Immagine di Bino Binazzi
Fu poeta e saggista. Dotato di una vasta cultura, tenne rubriche di critica letteraria per vari periodici. A Firenze frequentò molti dei più bei nomi della cultura italiana dell'epoca: Svevo, Savinio, Marinetti, Palazzeschi, Moretti, Carrà, Morandi, Papini, Soffici e Campana, di cui curò la prima edizione dei 'Canti Orfici'.

Emigrato a Prato da Figline Valdarno all'età di vent'anni, Binazzi non riuscì a completare gli studi universitari per le ristrettezze economiche e dovette accontentarsi, per vivere, di lavorare a lungo come istitutore in vari collegi (tra i quali il Cicognini, dove ebbe modo di insegnare greco e latino al giovane Malaparte).
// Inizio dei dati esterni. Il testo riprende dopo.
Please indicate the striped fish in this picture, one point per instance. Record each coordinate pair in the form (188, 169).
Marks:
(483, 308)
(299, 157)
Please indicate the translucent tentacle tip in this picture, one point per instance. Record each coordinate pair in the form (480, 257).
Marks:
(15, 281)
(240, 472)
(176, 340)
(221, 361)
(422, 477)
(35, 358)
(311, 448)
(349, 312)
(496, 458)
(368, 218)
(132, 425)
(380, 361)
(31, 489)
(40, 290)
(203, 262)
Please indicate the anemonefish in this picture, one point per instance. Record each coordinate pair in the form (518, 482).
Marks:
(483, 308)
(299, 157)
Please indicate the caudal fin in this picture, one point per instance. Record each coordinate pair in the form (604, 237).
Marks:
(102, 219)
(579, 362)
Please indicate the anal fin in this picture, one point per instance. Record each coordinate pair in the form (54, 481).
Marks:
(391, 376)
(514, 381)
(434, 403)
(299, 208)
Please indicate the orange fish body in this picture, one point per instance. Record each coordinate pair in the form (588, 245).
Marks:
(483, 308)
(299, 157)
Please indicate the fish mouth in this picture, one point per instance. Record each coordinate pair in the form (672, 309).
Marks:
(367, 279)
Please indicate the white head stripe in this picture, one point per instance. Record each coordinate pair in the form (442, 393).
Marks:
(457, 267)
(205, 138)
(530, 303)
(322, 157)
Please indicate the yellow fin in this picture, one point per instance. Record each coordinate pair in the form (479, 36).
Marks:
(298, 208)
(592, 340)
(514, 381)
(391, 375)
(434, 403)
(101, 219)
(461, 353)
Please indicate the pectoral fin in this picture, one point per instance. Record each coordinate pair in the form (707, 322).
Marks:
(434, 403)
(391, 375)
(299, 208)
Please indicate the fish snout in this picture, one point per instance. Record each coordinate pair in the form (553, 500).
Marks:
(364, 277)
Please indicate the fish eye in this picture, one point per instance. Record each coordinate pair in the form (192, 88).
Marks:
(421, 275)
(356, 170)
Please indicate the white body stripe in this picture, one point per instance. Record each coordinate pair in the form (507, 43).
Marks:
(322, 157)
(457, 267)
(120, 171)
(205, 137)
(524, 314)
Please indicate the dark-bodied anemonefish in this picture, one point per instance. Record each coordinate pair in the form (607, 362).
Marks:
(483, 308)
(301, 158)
Dotato di una vasta e solida cultura, tenne rubriche di critica letteraria per vari periodici e conobbe, frequentando il caffè fiorentino delle Giubbe Rosse, molti dei più bei nomi della cultura italiana: Svevo, Savinio, Marinetti, Palazzeschi, Moretti, Carrà e Morandi, Papini e Soffici, fino a Dino Campana, di cui intuì subito la grandezza, curando la prima edizione dei "Canti orfici". Buon poeta egli stesso e acuto saggista, Binazzi, temperamento schivo, non volle mai "promuovere" troppo la sua opera, anche se da questo gliene derivò una costante amarezza, con la sensazione di essere ingiustamente marginalizzato. Fra i suoi scritti più apprezzati, Cose che paiono novelle (1913) e La via della ricchezza (1919). In un'epoca in cui la massoneria attirava ancora gli spiriti liberi e non soltanto politici, militari, imprenditori, manager e professionisti, Binazzi fu iniziato a Prato, nel 1906, presso la loggia "Intelligenza e lavoro"; fu anche socialista, benché l'amico Soffici lo dichiarasse, pochi anni dopo la morte, un fascista convinto (forse per guadagnare un po' di benevolenza verso la figlioletta di lui, rimasta orfana di entrambi i genitori). Binazzi fu legatissimo alla sua città d'adozione, pur non nominandola spesso nelle sue opere; piace allora lasciare qui la sua figura melanconica con i versi di una delle sue rare serene poesie (Ciro Rosati e Arnaldo Brioni erano due noti insegnanti della R. Scuola professionale di tessitura e tintoria di Prato, poi Istituto Tullio Buzzi): «Io, Rosati e Brioni tre alchimisti atei o panteisti secondo le occasioni, in un momento di nostalgia ci s'era fatti monaci, ma monaci di lusso non frati da strapazzo, in una bianca badia detta del Buonsollazzo». s.f.